City Council approves annexation along South U.S. 25

Jan. 18—Expansion of London City Limits between Interstate 75 exits 38 to 29 brought city services to areas in southern Laurel County.

To further that expansion, the London City Council addressed in a special-called meeting Friday the issue of annexing along U.S. 25 from London to the intersection of U.S. 25-South and U.S. 25-West (Cumberland Gap Parkway) to further assist city police and business growth in the area.

The annexation would run along U.S. 25 with property owners choosing to voluntarily become part of the city limits. London Mayor Randall Weddle stressed that annexation would be strictly voluntary.

"This will all be voluntary — we will be giving people a choice if they want to be annexed," Weddle said.

Council member Donnie Philpot questioned the costs of surveys of the property for that annexation, with City Attorney Larry Bryson adding that the city would bear the costs of the surveys.

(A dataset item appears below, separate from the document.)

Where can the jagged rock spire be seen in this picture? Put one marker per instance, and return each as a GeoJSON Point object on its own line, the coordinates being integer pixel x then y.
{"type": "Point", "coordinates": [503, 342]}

Weddle mentioned two industrial parks that could join in with the annexation — Greer Industrial Park at the intersection of KY 1006 and U.S. 25 and the Fariston Industrial Park on U.S. 25. Currently the city police utilize U.S. 25 to patrol the southern annexed sections of the city and further annexation would place those sections as part of the city.

Council member Kelly Greene questioned ongoing annexation projects along Parker Road and KY 192, to which she was told that those processes will continue. Greene said those areas had been on the topic table for some time and she did not want to see it overlooked.

Weddle also addressed the A.R. Dyche Memorial Park board, which currently is defunct. Margaret Keith, granddaughter of Russell Dyche, who donated the property for a cemetery, said the site is often referred to as "Cemetery" but the proper name of the property is the A.R. Dyche Memorial Park. Options for council members were to consider keeping the board under city oversight or creating the board as a self-operating unit.

City CDL drivers will also be seeing an increased pay check, after the council agreed to give those drivers a raise to $20 per hour.

"Those drivers are currently $5 an hour behind the rates," Mayor Weddle added.

London Police Chief Chuck Johnson also spoke to council members regarding the Interagency Agreement for a HIDTA (High Intensity Drug Trafficking Area) Task Force that involves both the city police and Laurel County Sheriff's Office in conjunction with the HIDTA program created through monies lobbied for by Congressman Hal Rogers. The combined agencies work together in drug investigations. Under the agreement, the city and county would split the costs. The task force has already made two significant investigations with arrests and seizure of illicit drugs. That measure passed unanimously.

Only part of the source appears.